Читаем «Мы жили обычной жизнью?» Семья в Берлине в 30–40-е г.г. ХХ века полностью

К факторам положительного восприятия национал-социалистического режима и его фюрера не в последнюю очередь принадлежало то обстоятельство, что на фоне демагогической риторики «борьбы за мир» он действительно умудрялся решать грандиозные внешнеполитические задачи — ревизию Версальского мира 1919 г., аншлюс Австрии, присоединение Судет мирным путем. Как бы большинство немцев не относилось к идее «национального возрождения Германии», «великогерманскому рейху», в памяти слишком свежи еще были события Первой мировой войны, голод и лишения. Поэтому то, что Германия возвращает себе позиции на европейском пространстве, общество, особенно образованные слои, воспринимали воодушевленно, но с червячком глубоко задвинутого в душу сомнения: чем все это еще кончится, лучше бы не воевать.

Внутри страны, кроме упражнений по противовоздушной обороне, не приносивших особого беспокойства и скорее рассматривавшихся детьми как желанный перерыв в школьных занятиях[321], казалось, ничто не свидетельствовало о том, что приближается война. Летом 1939 г. тысячи берлинцев наслаждались небывало жаркой погодой и старались выехать из города, совместив отпуск и каникулы детей. Детей отправляли и в школьные летние пансионаты на побережье, и в лагеря Гитлерюгенд. «Мальчик, которому тогда было от десяти до двенадцати лет, понятия не имел, что война на пороге. Его страхи относились скорее к школьным оценкам, чем к приближавшемуся концу его мира»[322].

После подписания не очень понятного большинству договора с Советским Союзом в августе 1939 г. и вторжения германских войск в Польшу в столице на фоне ура-патриотических речей и бравурной музыки возникло ощутимое беспокойство. О воодушевлении по образцу 1914 г. не могло быть и речи. «Дома царило подавленное настроение. Но мама успокаивала себя: „Счастье, что мальчику всего тринадцать. Он, хотя бы, избежит всего этого“. Отец, всегда настроенный более пессимистически, выдавил из себя: „И его призовут. Это будет вторая Семилетняя, если не Тридцатилетняя война“»[323]. Просвещенные отцы, фрондировавшие по отношению к нацизму, и тем более те, кто сам успел повоевать, были настроены скорее скептически и не скрывали этого от детей.

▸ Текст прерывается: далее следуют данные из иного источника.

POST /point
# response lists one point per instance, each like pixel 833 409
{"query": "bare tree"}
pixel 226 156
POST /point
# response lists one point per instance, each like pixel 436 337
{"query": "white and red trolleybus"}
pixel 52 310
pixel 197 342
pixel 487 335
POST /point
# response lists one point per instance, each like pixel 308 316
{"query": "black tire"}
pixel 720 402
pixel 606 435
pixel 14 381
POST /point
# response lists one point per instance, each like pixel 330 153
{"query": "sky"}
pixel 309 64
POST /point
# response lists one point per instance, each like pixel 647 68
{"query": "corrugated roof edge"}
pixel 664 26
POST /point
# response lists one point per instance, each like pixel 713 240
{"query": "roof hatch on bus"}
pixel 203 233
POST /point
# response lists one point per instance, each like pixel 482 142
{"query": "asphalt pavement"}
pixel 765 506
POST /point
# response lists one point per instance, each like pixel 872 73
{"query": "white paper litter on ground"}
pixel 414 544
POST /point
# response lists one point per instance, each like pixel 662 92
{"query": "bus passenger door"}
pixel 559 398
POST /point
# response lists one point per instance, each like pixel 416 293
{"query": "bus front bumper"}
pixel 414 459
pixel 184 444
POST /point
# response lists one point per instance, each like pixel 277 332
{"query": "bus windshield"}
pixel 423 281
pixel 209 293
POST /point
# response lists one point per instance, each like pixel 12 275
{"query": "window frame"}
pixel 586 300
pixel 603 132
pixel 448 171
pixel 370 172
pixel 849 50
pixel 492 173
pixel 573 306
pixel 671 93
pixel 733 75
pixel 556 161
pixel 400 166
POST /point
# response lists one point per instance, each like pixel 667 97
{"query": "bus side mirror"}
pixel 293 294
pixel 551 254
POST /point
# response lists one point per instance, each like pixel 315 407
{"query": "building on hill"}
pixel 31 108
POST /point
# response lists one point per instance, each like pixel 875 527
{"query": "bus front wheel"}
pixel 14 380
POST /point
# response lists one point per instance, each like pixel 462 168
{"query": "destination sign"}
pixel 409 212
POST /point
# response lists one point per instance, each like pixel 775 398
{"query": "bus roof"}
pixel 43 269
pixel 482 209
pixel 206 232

Так, отец Fr. Sch-w (бывший кайзеровский офицер) при общем положительном отношении к режиму вовсе не был воодушевлен началом войны и высказывал опасения, «что эта затея плохо кончится»[324]. Однако и абсолютного неприятия война не вызывала.

«По радио передавали сообщения о польской кампании, около полудня каждый день была новая сводка о положении вермахта, с повтором, очень медленно, чтобы люди успели записать. Всегда, когда одерживалась победа, было особое сообщение, сопровождаемое бравурной и воодушевлявшей музыкой Листа. Из окон соседей ее тоже можно было услышать»[325]. Национал-социалисты, предвидя возможность колебаний в обществе и желая оградить его от информации извне, сразу же запретили прослушивание зарубежных радиостанций, за это теперь можно было попасть в тюрьму на три года. Но если содержание передач рассказывалось другим, то наказание ужесточалось вплоть до смертной казни[326].

Никто из бюргеров особо и не помышлял о выражении сомнений вне семьи и дома и тем более о необходимости каких-то действий. Напротив, в «час величайшей опасности для Отечества» нельзя было оставаться в стороне, несмотря ни на какой исход, нельзя было оставлять страну в беде, когда от каждого требовалось выполнение своего долга — если не по отношению к Гитлеру, то к Германии. Многими это по-прежнему воспринималось как не одно и то же, они не хотели признавать очевидный факт, что правительство и народ намертво связаны путами диктатуры. Люди не понимали, не хотели видеть, что все, что во время испытаний делалось ими во имя Германии, режим использовал в своих целях.

Но быстрая победа, «воссоединение» Данцига с рейхом и странная «сидячая война» с Англией и Францией 1939–1940 гг. успокоили общество. Казалось, что фюрер прав: с Германией надо заставить считаться весь мир, другого выхода нет. Жизнь продолжалась как обычно, хотя три миллиона немцев уже служили в войсках, но берлинцев из средних слоев это фактически не коснулось, ни в одних воспоминаниях не говорится, что отца или брата сразу призвали в вермахт и тем более отправили на фронт.